Se fosse lobo seria siberiano, do Ártico, grandioso, por ser lobo e pelo manto volumoso que o reveste. Seria, no porte e pela atitude, uma macho alfa, como poderia ser uma fêmea alfa, desconhece-se se no reino animal há preconceitos de género.

Mas não era lobo, era um magnífico exemplar dos cães pastores-alemães. Inteligentes como os seus compatriotas humanos, quase todos, porque há sempre excepções.  Qualquer treinador de cães nesses idos anos oitenta do século passado, gostaria de ter algum no seu curriculum de ensinador de cães, e eu, que mal me ensinei a mim mesmo, mas que não deixo de tentar, senti o meu ego piscar faíscas de autoestima, por estar a ensinar um cão-pastor alemão a defender o património do seu dono, um bar em Portugalete , uma periferia operária da Bilbao de então.

Eu bem tentei, e o curso que deveria ser de um mês já ia nos três. O animal era encantador e estabelecemos uma boa relação de amizade apesar de eu não saber falar basco, e ele também não porque era cão, mas sendo inteligente percebia com certeza algumas frases do dia a dia.  Cada um é para o que nasce, e ele, não tivesse nascido canídeo, mas cá dos nossos, teria tido uma brilhante carreira nas relações internacionais, de tão educado que era. Insisti e insisti, usei como isco todo o tipo de agressores fingidos: operários, domésticas, betos, tudo o que aceitou desempenhar esse papel, e nada, nem uma única vez mordeu a manga de corda e couro, que nós, treinadores encartados usamos como instrumento de ensino.

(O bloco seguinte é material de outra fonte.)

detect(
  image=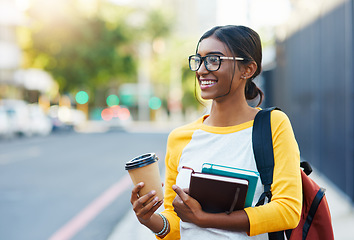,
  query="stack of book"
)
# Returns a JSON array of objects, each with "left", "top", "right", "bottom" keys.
[{"left": 184, "top": 163, "right": 259, "bottom": 213}]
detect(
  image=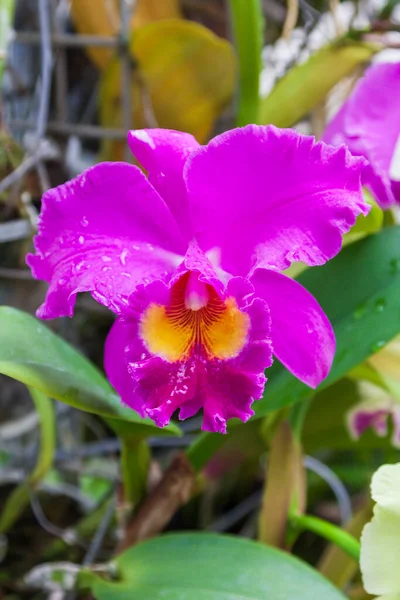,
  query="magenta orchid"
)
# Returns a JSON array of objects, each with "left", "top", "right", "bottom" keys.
[
  {"left": 322, "top": 63, "right": 400, "bottom": 208},
  {"left": 27, "top": 125, "right": 368, "bottom": 432}
]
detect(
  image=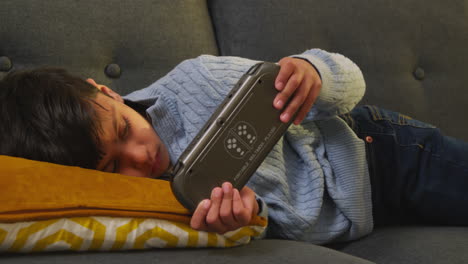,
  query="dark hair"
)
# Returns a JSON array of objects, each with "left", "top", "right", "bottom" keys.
[{"left": 0, "top": 68, "right": 102, "bottom": 169}]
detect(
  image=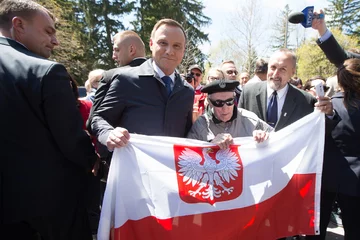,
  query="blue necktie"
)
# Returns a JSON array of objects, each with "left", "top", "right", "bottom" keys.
[
  {"left": 266, "top": 91, "right": 277, "bottom": 127},
  {"left": 161, "top": 76, "right": 172, "bottom": 97}
]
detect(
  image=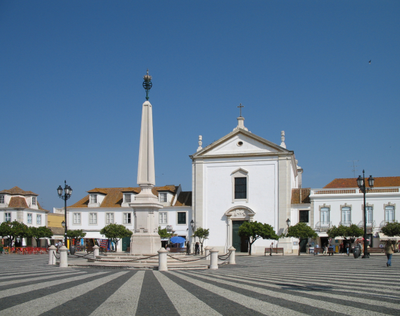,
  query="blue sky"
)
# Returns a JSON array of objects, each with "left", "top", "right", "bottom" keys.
[{"left": 0, "top": 0, "right": 400, "bottom": 210}]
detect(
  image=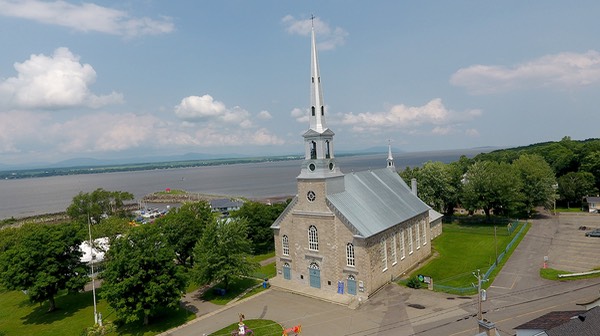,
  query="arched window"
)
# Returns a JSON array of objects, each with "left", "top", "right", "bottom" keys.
[
  {"left": 346, "top": 243, "right": 355, "bottom": 267},
  {"left": 308, "top": 225, "right": 319, "bottom": 251},
  {"left": 281, "top": 235, "right": 290, "bottom": 255},
  {"left": 310, "top": 141, "right": 317, "bottom": 160},
  {"left": 380, "top": 238, "right": 387, "bottom": 272}
]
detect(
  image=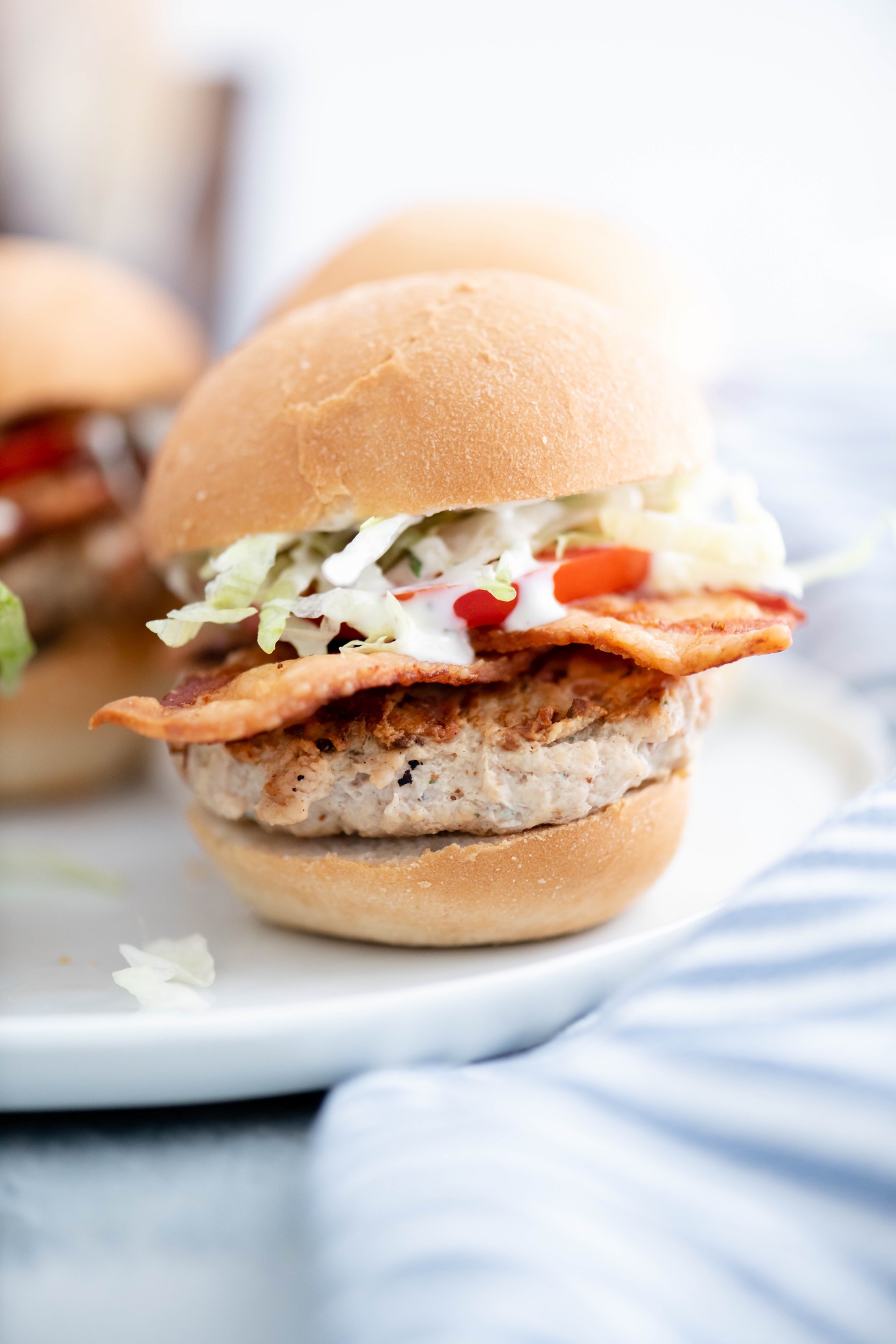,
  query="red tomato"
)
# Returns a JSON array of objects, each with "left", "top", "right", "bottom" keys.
[
  {"left": 553, "top": 546, "right": 650, "bottom": 602},
  {"left": 0, "top": 415, "right": 78, "bottom": 481},
  {"left": 454, "top": 583, "right": 520, "bottom": 629}
]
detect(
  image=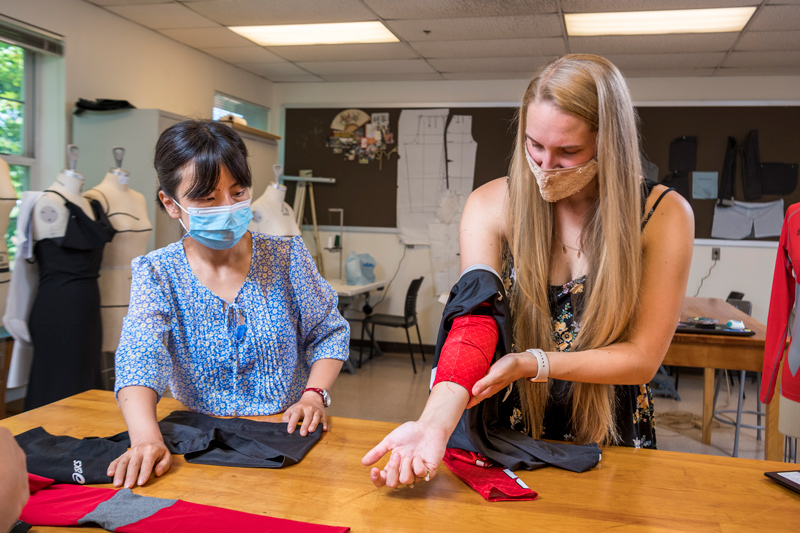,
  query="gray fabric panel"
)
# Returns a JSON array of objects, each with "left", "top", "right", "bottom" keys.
[
  {"left": 711, "top": 199, "right": 783, "bottom": 239},
  {"left": 692, "top": 172, "right": 719, "bottom": 200},
  {"left": 78, "top": 489, "right": 178, "bottom": 531}
]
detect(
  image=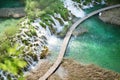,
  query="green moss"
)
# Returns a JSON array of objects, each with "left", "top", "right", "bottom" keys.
[{"left": 40, "top": 22, "right": 46, "bottom": 29}]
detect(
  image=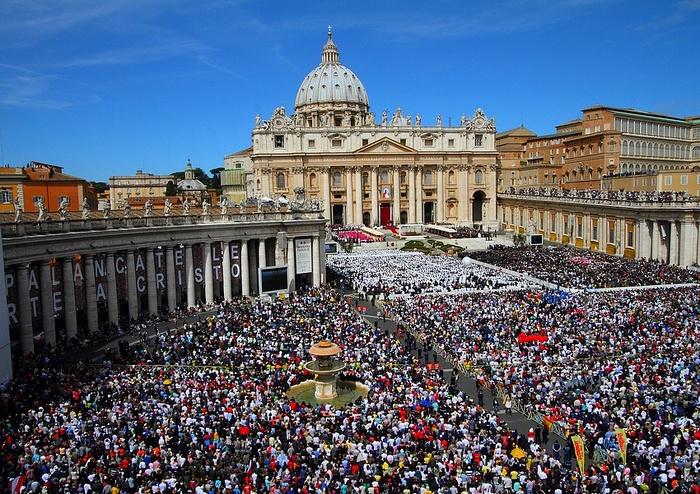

Deu-se a casualidade que não o foi, mas uma sincronia decidida pelo universo, que quando os meus três reis magos, o Paulo, O Gil e o José, se anunciaram à porta da Estação ferroviária de Bilbao no dia 24 de Dezembro, com o bacalhau, o garrafão de vinho, a couve tronchuda e portuguesa e um galo de Barcelos (que leitura tão criativa que eles fizeram desse episódio bíblico e eu comovido fiquei) , quando lhes fiz uma visita ao canil onde trabalhava, o pastor alemão bonacheirão,  à passagem do José, perdeu toda a lisura que tinha e extravasou num episódio de loucura, de demência, mostrando os dentes todos, e que grandes eles eram!

Percebemos naquele momento, que tinha acabado de haver uma química entre os dois. O cão ficou como que possuído, transformou-se num carrasco de Treblinka, queria morder este mundo e o outro.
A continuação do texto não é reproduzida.